The magical array securing the complex had been engraved right into the concrete. Every door was magically locked, which meant that the collared inmates would be unable to open them, even if they had the chance. Her captors were unconcerned about letting the inmates see it; they were all collared and unable to so much as explore the array with their mystical senses, let alone grasp their function.
The guards were trying to keep her on edge, never giving her anything reliable or consistent, even in the miserable conditions. Sometimes there was a steel cot with no bedding, other times a plain mattress on the floor. She was never left in the dark and her sleep never went uninterrupted by blasting music or being hosed down with water. They knew she could handle the wet and the cold, and consistently denied her bed, blanket, or clothes. All she wore was the suppression collar.

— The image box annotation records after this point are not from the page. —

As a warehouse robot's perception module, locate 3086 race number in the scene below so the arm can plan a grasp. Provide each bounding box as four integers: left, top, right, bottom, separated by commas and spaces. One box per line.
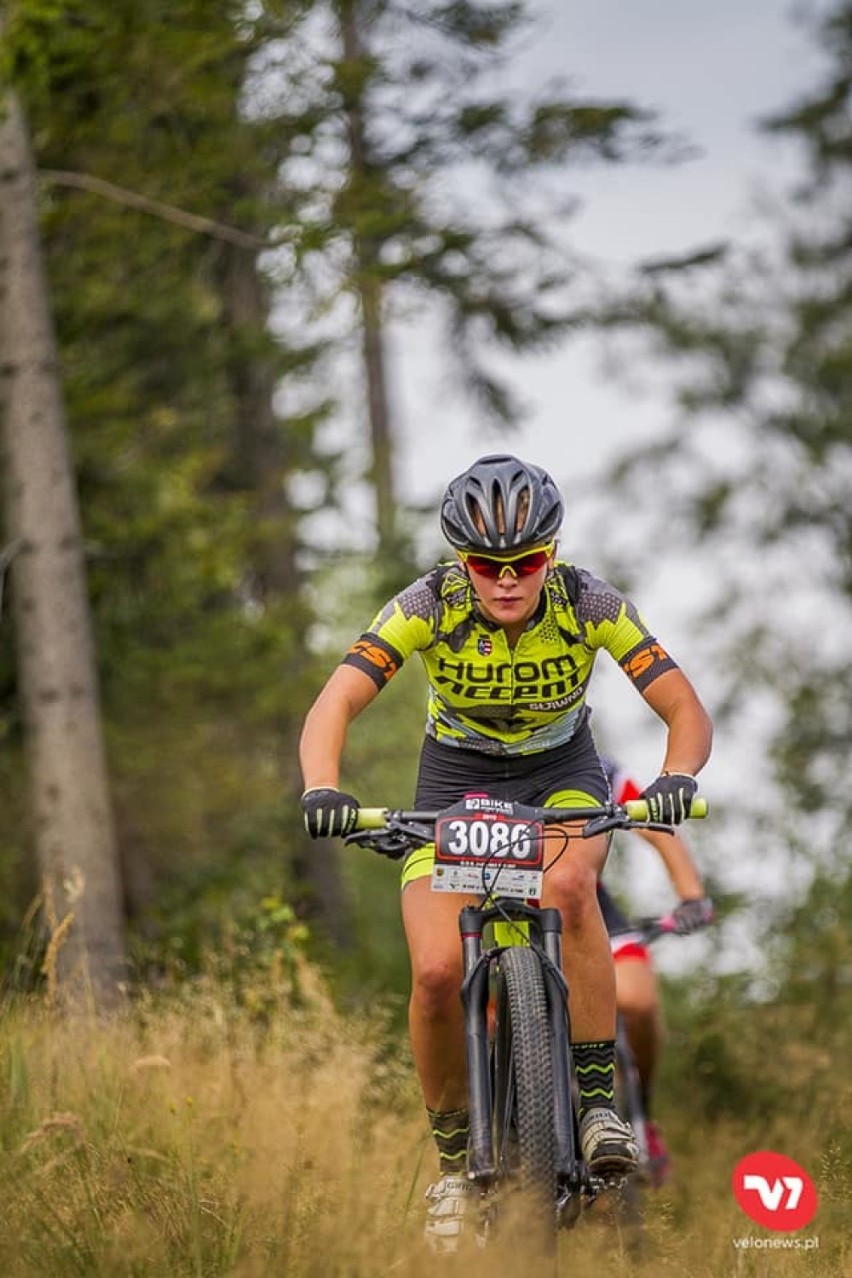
437, 818, 539, 861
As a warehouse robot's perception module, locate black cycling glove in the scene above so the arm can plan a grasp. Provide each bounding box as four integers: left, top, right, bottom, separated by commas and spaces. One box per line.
672, 896, 715, 937
301, 786, 360, 838
640, 772, 699, 826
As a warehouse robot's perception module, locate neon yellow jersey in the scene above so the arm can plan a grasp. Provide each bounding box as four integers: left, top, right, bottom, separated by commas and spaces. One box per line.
344, 562, 677, 755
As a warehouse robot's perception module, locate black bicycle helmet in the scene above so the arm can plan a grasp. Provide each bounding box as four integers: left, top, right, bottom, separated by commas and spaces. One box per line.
441, 452, 563, 555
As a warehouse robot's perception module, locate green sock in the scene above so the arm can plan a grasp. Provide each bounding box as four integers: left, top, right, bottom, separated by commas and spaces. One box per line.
427, 1108, 470, 1176
571, 1039, 616, 1118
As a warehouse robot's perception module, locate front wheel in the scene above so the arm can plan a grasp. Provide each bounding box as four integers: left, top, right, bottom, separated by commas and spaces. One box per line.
493, 946, 557, 1236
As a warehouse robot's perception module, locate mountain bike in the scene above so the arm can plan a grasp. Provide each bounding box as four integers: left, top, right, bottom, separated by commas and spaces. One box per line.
345, 794, 706, 1245
611, 914, 715, 1245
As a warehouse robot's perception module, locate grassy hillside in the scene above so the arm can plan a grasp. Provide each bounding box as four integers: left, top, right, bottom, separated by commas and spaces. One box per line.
0, 971, 852, 1278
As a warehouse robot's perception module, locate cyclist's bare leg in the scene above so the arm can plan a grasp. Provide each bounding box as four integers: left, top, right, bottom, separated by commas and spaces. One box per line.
616, 959, 663, 1097
402, 877, 475, 1111
543, 827, 616, 1043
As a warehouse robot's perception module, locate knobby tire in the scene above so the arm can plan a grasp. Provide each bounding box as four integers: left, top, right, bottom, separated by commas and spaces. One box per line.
494, 946, 557, 1237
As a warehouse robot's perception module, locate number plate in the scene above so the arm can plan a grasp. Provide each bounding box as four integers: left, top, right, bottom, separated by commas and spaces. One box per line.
432, 795, 544, 898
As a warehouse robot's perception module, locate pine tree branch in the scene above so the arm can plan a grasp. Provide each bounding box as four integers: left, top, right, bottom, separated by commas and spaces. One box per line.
38, 169, 285, 250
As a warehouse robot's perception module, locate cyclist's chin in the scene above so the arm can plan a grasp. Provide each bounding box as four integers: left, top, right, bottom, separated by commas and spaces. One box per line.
480, 597, 530, 625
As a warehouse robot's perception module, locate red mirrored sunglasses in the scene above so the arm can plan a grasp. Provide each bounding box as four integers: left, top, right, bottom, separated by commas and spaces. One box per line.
460, 542, 556, 581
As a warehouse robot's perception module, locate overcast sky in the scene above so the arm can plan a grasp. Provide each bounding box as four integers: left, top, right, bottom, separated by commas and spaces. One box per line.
385, 0, 824, 940
395, 0, 821, 497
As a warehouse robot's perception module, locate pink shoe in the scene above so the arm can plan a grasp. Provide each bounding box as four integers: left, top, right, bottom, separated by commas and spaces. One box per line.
645, 1120, 672, 1190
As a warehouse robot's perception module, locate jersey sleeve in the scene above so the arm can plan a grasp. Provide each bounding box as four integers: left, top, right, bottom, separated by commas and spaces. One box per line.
342, 575, 441, 689
577, 570, 678, 693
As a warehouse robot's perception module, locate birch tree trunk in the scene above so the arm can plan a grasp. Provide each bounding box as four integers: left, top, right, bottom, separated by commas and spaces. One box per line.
0, 95, 125, 1008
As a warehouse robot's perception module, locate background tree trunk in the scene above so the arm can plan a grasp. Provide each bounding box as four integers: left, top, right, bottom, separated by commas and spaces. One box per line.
0, 96, 125, 1007
339, 0, 397, 556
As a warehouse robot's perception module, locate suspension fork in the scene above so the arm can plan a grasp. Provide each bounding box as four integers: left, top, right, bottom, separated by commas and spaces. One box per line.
538, 907, 577, 1180
459, 901, 577, 1180
459, 905, 496, 1180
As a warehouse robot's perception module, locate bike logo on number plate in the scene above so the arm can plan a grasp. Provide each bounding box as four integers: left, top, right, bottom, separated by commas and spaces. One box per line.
732, 1149, 819, 1231
432, 795, 544, 897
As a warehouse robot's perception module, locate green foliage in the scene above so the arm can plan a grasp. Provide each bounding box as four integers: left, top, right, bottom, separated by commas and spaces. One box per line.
597, 0, 852, 950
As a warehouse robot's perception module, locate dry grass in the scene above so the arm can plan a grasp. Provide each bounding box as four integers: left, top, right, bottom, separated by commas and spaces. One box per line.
0, 971, 852, 1278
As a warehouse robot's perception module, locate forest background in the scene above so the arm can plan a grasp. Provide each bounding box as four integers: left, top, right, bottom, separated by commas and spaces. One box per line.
0, 0, 852, 1273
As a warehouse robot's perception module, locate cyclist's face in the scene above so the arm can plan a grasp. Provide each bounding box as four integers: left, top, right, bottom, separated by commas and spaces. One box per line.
468, 555, 553, 629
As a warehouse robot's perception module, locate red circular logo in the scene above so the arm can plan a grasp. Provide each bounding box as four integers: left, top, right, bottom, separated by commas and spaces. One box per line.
731, 1149, 819, 1232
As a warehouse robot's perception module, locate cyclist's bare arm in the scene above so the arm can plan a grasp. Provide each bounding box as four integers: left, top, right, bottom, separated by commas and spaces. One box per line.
299, 666, 379, 790
636, 829, 704, 901
643, 670, 713, 777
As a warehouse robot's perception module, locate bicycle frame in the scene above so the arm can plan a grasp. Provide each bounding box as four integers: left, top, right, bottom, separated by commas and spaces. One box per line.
346, 796, 706, 1228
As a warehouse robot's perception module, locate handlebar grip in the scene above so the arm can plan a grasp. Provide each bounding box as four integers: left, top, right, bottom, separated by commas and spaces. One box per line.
625, 795, 710, 820
355, 808, 387, 829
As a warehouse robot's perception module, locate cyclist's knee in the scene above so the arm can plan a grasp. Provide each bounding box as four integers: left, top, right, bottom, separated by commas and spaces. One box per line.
548, 861, 603, 932
411, 953, 461, 1016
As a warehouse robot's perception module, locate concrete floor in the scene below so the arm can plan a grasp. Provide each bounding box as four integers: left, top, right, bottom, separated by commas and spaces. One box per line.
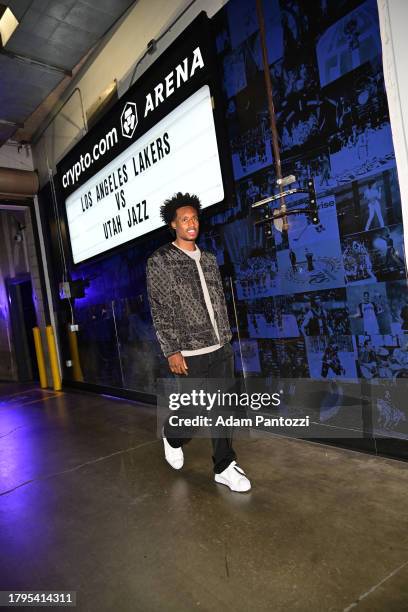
0, 384, 408, 612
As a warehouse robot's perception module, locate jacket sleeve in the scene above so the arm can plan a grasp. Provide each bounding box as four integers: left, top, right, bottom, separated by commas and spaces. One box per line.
212, 255, 231, 334
146, 257, 181, 357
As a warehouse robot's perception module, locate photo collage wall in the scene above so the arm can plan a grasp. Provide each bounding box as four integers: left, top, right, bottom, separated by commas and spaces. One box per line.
203, 0, 408, 396
65, 0, 408, 436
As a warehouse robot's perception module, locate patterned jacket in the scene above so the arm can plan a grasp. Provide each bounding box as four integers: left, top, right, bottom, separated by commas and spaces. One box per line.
147, 243, 231, 357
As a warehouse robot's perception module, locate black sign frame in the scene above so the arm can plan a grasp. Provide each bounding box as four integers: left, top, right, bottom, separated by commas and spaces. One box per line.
56, 12, 234, 269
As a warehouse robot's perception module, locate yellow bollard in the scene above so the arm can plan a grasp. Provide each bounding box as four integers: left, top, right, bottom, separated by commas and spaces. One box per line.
45, 325, 62, 391
33, 327, 48, 389
68, 326, 84, 382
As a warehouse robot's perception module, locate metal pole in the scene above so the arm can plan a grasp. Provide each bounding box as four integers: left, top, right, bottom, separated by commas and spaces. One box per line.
33, 327, 48, 389
256, 0, 288, 231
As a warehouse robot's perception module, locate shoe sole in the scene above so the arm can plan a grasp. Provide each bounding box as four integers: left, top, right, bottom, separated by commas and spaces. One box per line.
162, 437, 184, 470
214, 478, 251, 493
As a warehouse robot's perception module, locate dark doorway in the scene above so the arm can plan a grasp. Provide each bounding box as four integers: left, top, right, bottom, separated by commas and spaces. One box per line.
6, 277, 38, 382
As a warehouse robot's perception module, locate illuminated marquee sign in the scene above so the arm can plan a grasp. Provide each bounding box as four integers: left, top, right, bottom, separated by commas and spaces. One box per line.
66, 85, 224, 263
58, 15, 230, 264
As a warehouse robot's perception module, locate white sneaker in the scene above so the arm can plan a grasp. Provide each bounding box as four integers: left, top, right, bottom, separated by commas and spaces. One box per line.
162, 430, 184, 470
215, 461, 251, 493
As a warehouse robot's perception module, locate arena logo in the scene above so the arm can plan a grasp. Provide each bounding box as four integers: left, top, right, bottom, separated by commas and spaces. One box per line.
144, 47, 204, 117
120, 102, 138, 138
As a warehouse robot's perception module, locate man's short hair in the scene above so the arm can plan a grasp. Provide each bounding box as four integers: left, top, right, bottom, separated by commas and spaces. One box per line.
160, 191, 201, 225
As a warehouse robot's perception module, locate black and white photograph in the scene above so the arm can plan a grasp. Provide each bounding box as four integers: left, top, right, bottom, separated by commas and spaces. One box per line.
306, 335, 356, 379
346, 283, 391, 336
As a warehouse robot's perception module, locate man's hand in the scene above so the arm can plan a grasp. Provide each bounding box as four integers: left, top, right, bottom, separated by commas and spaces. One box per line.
167, 353, 188, 376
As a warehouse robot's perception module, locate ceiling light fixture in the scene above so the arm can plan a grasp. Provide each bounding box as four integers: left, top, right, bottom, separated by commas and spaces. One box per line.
0, 4, 19, 47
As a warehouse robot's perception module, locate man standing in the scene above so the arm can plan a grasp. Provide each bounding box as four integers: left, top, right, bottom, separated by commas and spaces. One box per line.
147, 192, 251, 492
350, 291, 383, 336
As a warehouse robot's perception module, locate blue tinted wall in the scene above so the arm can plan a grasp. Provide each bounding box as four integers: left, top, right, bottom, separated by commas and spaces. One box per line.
49, 0, 408, 402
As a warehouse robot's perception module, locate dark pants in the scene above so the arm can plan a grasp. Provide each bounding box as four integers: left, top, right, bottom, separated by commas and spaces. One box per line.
164, 344, 236, 474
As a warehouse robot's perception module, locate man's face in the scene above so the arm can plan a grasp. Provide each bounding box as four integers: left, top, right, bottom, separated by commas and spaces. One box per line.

The only exceptions were short periods when she was given a warm bed and uninterrupted rest. These brief interludes were only given as fleeting samples of what capitulation could offer.
Two men watched her through a security monitor. Adrien was older, his stern features unflinching as he observed the woman on the screen. Michel was younger and visibly uncomfortable.
“We don’t even know if she can understand what we’re saying to her,” Michel said.
“She understands,” Adrien responded without turning his gaze from the monitor. He had no need to look to sense his subordinate’s distaste for the methodology being employed.
“This isn’t working,” Michel said.
“She’s strong,” Adrien said, “but that’s good for us. The impediment is hope. It’s only been a few days and she still thinks there is something other than surrender. In time, the hope will die.”
In her concrete box, the woman bided her time, reserving her strength. Her collar-suppressed senses were unable to explore the magic engraved into the walls and floors and ceilings. Instead, as the guards dragged her through the hallways that made up the concrete warren, she mapped the engravings with her eyes the same way she mapped the layout.
Her escape attempts were never the earnest attempts to break free that her captors believed. She had let them think she was turned around in the rat nest of subterranean tunnels. It never occurred to them that her understanding of ritual emplacements was sufficient to grasp their function from visual inspection alone. Each escape attempt, a seeming scramble to find a path out, was actually intended to get her eyes on crucial elements of the magic array that her captors had not led her past themselves.
Just as she plotted out the layout of the complex in her head, she plotted out the workings of the magical array. She was approaching the point where she would understand enough of it to extrapolate the rest, after which point it became a matter of how to turn it to her own ends. In the meantime, she would endure whatever indignities they chose to inflict.
Erika put her phone away.
“Mum sent her apologies,” she said, leaning into her husband, Ian. “Via text.”